Posted: Sun Dec 16, 2007 1:19 pm
by John Cartwright
astions wrote:If I saw that I probably wouldn't bother signing up.
Seems readable to me. :?

Posted: Sun Dec 16, 2007 1:36 pm
by Benjamin
I guess I'm not a big fan of captchas. It does look good though. I would be concerned about people who have issues with seeing certain colors. Might want to convert a few of those to grayscale and see if you can still make out the letters. 10% of males and 1% of females have some sort of color blindness.

Posted: Sun Dec 16, 2007 1:40 pm
by John Cartwright
astions wrote:I guess I'm not a big fan of captchas. It does look good though. I would be concerned about people who have issues with seeing certain colors. Might want to convert a few of those to grayscale and see if you can still make out the letters. 10% of males and 1% of females have some sort of color blindness.
It is always a good idea to provide alternatives to captchas to not discriminate against people with impairments. A simple audio alternative would be quite easy to mock up.

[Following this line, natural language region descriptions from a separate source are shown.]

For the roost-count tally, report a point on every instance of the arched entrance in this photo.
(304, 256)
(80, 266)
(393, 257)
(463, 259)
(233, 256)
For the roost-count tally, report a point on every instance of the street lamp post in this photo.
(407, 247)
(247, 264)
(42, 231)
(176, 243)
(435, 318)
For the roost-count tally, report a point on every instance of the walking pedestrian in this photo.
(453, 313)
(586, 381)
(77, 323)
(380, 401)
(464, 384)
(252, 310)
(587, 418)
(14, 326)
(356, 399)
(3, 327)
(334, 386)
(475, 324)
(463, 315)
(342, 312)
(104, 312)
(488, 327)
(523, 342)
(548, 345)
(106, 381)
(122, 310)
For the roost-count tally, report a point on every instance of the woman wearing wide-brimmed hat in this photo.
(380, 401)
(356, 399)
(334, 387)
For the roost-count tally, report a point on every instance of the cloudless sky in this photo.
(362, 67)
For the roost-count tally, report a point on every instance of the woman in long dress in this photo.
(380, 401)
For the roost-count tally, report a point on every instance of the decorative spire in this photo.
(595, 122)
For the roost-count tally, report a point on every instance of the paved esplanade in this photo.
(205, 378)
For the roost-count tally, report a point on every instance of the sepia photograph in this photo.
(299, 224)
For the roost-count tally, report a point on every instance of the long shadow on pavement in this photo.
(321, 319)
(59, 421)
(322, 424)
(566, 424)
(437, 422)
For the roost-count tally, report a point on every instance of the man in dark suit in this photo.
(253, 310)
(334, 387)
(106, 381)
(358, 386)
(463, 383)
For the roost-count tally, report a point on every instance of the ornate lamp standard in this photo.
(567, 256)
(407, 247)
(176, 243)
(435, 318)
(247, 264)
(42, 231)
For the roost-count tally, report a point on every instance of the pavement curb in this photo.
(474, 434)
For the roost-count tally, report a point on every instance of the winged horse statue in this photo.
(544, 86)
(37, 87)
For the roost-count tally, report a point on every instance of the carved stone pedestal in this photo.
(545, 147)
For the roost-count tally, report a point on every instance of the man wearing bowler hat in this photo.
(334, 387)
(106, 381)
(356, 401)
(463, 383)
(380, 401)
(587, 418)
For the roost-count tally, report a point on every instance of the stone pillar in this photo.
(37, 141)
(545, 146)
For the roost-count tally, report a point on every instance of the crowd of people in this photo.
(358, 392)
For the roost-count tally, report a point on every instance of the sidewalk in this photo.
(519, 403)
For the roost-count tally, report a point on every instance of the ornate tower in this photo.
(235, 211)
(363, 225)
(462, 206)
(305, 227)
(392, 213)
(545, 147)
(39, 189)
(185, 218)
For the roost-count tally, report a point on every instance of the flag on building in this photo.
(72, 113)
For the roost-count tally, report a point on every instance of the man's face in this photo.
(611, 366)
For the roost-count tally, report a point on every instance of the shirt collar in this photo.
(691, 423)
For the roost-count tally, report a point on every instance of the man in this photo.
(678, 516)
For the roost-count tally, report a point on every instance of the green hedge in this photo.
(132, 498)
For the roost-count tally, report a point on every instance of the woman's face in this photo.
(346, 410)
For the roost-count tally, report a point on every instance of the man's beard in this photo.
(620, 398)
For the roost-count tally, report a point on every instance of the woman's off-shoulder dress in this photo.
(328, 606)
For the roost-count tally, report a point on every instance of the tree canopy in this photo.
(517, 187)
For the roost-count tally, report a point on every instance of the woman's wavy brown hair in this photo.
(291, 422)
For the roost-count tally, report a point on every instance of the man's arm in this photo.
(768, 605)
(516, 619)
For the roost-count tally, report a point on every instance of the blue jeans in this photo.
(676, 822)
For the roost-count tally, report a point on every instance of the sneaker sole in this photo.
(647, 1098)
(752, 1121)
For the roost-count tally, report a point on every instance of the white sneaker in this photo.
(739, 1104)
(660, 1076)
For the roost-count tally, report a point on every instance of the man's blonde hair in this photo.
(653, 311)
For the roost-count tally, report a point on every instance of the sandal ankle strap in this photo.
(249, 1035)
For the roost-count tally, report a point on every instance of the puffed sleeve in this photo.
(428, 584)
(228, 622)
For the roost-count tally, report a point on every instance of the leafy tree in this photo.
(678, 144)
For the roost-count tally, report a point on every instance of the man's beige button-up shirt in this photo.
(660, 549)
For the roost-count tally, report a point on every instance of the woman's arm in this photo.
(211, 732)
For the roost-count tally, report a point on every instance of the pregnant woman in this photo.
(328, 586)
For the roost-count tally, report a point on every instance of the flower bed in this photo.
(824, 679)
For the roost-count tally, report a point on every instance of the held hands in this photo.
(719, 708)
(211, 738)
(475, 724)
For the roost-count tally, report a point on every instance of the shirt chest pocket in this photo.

Posted: Sun Dec 16, 2007 2:02 pm
by feyd
I'd say it's still easy to break.

Posted: Sun Dec 16, 2007 2:05 pm
by John Cartwright
I'm not overly familiar with the operations of OCR -- only the basics. Can you provide some insight on certain things we should consider when developing captchas to combat OCR?

Posted: Sun Dec 16, 2007 2:09 pm
by s.dot
You can add as much entropy and lines as you would like, but if the letters/numbers are not distorted more (twisted, twirled.. some form of contortion), an edge detection program could easily make out each character. The use of different fonts helps this out a little bit.

Overall, you have a pretty good captcha! I'd say a lot of attempts to guess what it is with a program would fail, except one that simply attempts to detect the outlines of the characters.

Take a look at the captchas on the recaptcha site to get a good idea about distortion.